Of course, even if the Senate is able to get to a deal that doesn’t mean that the deal is done by any means. In addition to having to ensure that any deal that would be reached is one that the President is willing to sign on to, a DACA bill would also have to be approved by the House of Representatives.
In some respects, it’s possible that a deal that President Trump approves of would pass the House easily, but even that isn’t necessarily clear. For one thing, as we’ve learned over the past year it’s virtually impossible to pin the President down on what he actually believes or what he will agree to vis a vis a specific piece of legislation. More than once over the past year, Trump has seemed to agree with a position and then back away from it. This happened with regard to the House effort to ‘repeal and replace’ Obamacare when he hailed the passage of the House Bill in the White House Rose Garden only to turn around an call that same bill “mean” just a few days later. It also happened just this month with regard to a DACA deal and was one of the factors that led to the weekend’s shutdown. As Schumer put it over the weekend, negotiating with the President is like negotiating with Jello. Given that, the fact that the President says he agrees to something doesn’t really mean much of anything.

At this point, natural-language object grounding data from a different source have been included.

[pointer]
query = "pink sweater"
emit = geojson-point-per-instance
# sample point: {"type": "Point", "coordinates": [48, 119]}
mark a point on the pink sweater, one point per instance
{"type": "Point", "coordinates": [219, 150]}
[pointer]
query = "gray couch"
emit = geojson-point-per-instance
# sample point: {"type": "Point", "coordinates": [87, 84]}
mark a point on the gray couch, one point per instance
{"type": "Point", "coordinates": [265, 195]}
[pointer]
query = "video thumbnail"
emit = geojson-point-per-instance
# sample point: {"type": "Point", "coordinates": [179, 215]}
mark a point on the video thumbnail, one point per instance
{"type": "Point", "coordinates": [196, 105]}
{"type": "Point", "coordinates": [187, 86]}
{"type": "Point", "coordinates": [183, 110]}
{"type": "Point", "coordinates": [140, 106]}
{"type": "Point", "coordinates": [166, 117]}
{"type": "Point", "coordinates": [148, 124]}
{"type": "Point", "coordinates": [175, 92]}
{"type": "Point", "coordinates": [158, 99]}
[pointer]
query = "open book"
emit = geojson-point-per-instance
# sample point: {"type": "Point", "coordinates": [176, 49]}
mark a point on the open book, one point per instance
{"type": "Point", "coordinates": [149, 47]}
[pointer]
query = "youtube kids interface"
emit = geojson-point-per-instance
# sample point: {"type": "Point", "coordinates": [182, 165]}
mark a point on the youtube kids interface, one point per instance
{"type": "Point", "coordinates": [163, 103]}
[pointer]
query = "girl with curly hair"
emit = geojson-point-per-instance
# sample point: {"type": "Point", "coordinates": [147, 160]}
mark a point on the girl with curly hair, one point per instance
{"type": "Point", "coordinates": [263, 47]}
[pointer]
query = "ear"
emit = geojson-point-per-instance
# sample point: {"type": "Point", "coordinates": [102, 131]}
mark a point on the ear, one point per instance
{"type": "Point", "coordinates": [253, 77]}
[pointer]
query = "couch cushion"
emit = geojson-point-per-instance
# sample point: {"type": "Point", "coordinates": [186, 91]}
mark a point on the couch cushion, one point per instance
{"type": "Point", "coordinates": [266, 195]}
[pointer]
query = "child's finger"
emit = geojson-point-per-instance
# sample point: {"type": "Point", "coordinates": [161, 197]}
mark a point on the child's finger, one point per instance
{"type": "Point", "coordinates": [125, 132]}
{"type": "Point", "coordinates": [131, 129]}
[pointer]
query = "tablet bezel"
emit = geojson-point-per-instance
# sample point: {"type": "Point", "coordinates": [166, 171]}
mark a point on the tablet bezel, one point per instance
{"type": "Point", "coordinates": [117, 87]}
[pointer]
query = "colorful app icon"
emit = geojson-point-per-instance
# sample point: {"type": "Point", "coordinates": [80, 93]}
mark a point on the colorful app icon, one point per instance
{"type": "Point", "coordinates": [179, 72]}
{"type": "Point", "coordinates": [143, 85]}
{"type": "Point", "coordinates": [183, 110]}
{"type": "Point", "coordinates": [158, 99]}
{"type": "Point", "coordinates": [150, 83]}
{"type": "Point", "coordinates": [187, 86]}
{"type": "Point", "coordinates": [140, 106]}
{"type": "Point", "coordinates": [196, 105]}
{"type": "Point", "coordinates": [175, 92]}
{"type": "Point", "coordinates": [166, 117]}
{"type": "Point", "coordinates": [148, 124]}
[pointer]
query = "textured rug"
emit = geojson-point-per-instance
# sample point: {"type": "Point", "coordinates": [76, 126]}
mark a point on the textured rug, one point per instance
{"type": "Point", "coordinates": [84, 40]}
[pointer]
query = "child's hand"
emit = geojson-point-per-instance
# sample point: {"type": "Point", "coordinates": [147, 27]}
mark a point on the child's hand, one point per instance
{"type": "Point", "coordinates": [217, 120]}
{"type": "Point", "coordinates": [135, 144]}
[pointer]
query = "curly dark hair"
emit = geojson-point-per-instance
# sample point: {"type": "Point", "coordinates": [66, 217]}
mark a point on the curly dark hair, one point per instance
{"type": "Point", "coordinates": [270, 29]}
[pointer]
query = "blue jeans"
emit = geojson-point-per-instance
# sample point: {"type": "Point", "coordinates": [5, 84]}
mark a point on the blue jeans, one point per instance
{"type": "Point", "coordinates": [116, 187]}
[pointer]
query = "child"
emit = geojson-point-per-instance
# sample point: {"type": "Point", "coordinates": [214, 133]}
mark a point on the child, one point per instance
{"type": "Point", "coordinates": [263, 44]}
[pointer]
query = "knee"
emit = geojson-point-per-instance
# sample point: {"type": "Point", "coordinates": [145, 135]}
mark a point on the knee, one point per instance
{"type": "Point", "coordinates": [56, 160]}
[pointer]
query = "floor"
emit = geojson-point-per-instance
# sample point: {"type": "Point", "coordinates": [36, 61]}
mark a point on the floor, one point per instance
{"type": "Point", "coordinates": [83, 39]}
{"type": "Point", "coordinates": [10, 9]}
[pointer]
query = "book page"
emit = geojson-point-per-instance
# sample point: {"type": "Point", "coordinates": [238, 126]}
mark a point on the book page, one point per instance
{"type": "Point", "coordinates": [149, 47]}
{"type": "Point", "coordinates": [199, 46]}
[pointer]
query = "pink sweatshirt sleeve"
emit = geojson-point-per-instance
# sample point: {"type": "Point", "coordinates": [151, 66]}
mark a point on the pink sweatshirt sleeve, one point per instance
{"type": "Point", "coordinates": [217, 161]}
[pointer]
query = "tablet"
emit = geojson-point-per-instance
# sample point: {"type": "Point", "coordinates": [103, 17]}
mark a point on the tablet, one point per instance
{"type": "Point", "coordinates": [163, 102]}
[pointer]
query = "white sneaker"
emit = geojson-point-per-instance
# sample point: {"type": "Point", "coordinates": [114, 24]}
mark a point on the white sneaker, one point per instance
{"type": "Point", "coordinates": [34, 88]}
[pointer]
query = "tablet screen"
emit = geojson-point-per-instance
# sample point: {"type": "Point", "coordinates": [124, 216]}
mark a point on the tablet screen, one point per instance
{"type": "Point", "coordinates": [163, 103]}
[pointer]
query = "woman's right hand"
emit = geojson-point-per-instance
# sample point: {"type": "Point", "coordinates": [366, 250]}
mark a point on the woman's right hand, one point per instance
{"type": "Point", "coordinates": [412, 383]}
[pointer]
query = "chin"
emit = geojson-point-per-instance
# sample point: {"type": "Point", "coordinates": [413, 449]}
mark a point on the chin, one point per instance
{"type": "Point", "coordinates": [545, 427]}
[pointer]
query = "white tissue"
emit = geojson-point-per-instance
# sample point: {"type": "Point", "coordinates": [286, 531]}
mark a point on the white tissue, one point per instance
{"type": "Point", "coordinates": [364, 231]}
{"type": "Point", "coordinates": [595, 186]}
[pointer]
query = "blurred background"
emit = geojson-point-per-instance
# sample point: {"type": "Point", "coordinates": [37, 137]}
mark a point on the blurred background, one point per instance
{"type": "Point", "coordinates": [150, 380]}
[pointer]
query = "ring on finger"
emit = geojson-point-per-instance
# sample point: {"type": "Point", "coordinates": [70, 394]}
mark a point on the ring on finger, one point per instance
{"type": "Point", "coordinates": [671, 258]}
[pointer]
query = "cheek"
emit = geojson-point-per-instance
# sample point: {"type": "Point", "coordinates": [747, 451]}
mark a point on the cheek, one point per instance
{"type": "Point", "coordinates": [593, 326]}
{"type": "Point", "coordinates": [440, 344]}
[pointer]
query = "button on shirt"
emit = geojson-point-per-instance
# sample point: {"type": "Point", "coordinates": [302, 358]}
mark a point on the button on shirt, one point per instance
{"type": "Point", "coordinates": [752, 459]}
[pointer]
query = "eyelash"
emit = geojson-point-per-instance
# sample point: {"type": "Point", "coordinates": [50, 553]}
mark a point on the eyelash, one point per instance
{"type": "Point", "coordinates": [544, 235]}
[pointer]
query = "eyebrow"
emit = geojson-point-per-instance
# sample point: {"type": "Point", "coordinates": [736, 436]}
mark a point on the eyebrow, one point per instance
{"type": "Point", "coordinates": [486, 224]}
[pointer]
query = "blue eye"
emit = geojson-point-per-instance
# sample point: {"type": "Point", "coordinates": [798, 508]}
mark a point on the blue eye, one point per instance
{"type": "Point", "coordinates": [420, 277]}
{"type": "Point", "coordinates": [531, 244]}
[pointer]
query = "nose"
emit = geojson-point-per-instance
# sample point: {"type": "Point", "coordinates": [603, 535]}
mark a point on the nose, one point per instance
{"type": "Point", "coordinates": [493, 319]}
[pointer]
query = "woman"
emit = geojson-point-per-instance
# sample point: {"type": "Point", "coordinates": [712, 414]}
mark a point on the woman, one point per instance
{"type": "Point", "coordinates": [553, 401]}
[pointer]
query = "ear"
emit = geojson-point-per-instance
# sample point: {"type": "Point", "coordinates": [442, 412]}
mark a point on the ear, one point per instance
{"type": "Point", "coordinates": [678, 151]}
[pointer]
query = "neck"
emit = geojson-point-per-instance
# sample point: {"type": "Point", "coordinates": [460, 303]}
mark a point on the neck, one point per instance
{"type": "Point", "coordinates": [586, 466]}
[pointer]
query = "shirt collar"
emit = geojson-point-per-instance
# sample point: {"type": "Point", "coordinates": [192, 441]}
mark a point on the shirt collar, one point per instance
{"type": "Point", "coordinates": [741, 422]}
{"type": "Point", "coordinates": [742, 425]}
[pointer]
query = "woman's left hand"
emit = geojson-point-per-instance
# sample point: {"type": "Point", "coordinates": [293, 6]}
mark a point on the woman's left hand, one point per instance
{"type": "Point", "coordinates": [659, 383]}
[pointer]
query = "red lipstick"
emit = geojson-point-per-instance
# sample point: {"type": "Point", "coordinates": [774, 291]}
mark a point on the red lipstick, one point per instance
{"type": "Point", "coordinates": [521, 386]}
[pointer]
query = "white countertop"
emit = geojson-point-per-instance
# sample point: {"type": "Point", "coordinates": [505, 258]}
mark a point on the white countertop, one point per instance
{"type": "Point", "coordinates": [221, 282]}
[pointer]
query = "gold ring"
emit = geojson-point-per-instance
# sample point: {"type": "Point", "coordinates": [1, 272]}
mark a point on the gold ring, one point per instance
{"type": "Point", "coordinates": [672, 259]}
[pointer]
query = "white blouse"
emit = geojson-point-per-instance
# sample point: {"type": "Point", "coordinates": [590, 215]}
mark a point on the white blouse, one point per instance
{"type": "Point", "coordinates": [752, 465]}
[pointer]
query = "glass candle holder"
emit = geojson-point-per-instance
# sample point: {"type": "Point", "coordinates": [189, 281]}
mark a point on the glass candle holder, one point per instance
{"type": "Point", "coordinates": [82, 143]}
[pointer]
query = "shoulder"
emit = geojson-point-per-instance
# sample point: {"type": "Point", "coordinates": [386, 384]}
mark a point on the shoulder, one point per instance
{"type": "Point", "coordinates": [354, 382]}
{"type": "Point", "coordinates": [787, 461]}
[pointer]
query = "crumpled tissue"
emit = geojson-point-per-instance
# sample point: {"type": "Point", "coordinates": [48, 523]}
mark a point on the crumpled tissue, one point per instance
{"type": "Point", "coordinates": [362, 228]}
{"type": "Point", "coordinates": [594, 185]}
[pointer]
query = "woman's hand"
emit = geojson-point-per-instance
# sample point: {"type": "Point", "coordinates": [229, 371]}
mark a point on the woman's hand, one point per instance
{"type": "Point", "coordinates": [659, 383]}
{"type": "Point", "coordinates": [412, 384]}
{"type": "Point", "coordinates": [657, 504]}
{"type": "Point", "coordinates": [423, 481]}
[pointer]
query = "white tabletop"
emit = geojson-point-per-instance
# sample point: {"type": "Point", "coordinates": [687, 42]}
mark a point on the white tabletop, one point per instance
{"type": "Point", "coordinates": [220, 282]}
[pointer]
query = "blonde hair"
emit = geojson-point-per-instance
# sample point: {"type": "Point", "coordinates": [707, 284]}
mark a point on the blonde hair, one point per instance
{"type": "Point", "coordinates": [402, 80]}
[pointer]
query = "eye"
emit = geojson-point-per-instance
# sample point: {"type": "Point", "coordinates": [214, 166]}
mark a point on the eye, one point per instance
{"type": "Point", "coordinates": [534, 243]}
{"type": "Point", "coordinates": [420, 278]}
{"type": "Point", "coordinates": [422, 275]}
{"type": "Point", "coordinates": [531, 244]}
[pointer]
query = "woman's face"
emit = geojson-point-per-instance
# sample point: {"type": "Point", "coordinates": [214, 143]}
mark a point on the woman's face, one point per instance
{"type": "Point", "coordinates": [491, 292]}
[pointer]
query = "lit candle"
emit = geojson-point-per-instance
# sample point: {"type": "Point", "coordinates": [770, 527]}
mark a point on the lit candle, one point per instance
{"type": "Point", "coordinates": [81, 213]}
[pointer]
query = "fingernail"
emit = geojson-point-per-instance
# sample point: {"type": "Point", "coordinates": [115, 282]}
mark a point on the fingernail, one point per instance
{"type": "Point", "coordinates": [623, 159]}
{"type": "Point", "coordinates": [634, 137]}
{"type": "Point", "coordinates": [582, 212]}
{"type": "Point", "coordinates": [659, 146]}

With regard to the House, the path ahead isn’t any easier. It seems clear, though, that any bill that would be able to get to the floor there would need to address at least the wall and border security along with DACA. Some members are also suggesting that the bill should address more complicated issues regarding the current immigration system such as the provisions that allow people here legally to sponsor family members and help them attain legal status as well as the so-called “visa lottery.” As Senator Thune notes in the article above, though, the more that gets added to a bill the harder it’s going to be for a bill that can pass both chambers to pass.
All of this will be happening, of course, with the prospect of another shutdown looming on February 8th when the current Continuing Resolution expires, and at that point, everyone is going to have a choice to make. As I noted when the deal was struck Monday night and in my post, yesterday regarding blowback from the left to what some perceive as a “cave” by Senate Democrats, continued negotiation on a deal would seem to be contingent on the government remaining open past February 8th if necessary. This would require Democrats to give up a powerful negotiating tool, though, and how they act when the deadline approaches is likely to depend on the progress that’s been made on a deal in the Senate. It’s also unclear if Democratic Senators up for re-election in red states would be eager to get behind another shutdown regardless of the circumstances given the fact that polling has shown that the public does not want to see the budget being held hostage over an unrelated issue such as DACA. If we end up with another shutdown, that could scuttle negotiations yet again and leave the possibility of getting a deal on DACA even more remote than it may already be.